There was no false delicacy about the baggage man.
Although the professor was to a certain extent bewildered by the
condition of things, there was still in his nature a certain dogged
persistence that had before now stood him in good stead, and which had
enabled him to distance, in the long run, much more brilliant men. He
was not at all satisfied with his brief interview with the clerk. He
resolved to approach that busy individual again, if he could arrest his
attention. It was some time before he caught the speaker's eye, as it
were, but when he did so, he said:
"I was about to say to you that I am waiting for a friend from New York
who may not yet have arrived. His name is Mr. Richard Yates of the----"
"Oh, Dick Yates! Certainly. He's here." Turning to the negro, he said:
"Go down to the billiard room and see if Mr. Yates is there. If he is
not, look for him at the bar."
The clerk evidently knew Mr. Dick Yates. Apparently not noticing the
look of amazement that had stolen over the professor's face, the clerk
said:
"If you wait in the reading room, I'll send Yates to you when he comes.

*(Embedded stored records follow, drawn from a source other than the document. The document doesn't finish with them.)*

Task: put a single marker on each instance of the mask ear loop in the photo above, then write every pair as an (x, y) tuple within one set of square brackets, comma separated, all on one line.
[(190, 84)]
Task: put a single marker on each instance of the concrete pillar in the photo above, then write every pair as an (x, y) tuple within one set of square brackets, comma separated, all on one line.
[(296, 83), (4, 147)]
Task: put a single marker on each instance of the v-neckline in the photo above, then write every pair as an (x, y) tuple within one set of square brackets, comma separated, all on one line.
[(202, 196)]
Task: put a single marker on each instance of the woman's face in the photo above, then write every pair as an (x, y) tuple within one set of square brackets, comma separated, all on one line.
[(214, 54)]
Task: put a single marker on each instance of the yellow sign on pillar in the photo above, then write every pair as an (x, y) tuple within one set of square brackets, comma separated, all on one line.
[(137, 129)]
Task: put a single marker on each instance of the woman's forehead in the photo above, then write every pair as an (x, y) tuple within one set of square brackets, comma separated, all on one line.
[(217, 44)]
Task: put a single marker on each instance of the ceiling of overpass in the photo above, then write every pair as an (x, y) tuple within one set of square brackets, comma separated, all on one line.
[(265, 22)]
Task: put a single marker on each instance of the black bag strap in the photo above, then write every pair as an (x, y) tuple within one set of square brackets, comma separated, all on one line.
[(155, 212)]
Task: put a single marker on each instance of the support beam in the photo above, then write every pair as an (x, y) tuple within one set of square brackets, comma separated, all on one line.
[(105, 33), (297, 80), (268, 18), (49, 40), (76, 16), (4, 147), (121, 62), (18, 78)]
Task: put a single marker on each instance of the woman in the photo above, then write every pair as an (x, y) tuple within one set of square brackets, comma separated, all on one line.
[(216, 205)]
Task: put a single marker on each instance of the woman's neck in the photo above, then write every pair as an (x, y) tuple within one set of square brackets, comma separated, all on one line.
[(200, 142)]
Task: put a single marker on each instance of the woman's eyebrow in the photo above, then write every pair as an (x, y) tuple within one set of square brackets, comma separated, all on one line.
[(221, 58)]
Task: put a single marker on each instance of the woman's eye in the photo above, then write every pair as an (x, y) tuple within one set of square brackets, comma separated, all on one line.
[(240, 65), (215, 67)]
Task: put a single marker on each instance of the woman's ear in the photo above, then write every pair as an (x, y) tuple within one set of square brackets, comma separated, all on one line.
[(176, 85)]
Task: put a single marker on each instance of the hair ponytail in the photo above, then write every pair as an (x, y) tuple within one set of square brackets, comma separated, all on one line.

The boy will find him if he's in the house; but he may be uptown."
The professor, disliking to trouble the obliging clerk further, did not
ask him where the reading room was. He inquired, instead, of a hurrying
porter, and received the curt but comprehensive answer:
"Dining room next floor. Reading, smoking, and writing rooms up the
hall. Billiard room, bar, and lavatory downstairs."
The professor, after getting into the barber shop and the cigar store,
finally found his way into the reading room. Numerous daily papers were
scattered around on the table, each attached to a long, clumsy cleft
holder made of wood; while other journals, similarly encumbered, hung
from racks against the wall. The professor sat down in one of the easy
leather-covered chairs, but, instead of taking up a paper, drew a thin
book from his pocket, in which he was soon so absorbed that he became
entirely unconscious of his strange surroundings. A light touch on the
shoulder brought him up from his book into the world again, and he saw,
looking down on him, the stern face of a heavily mustached stranger.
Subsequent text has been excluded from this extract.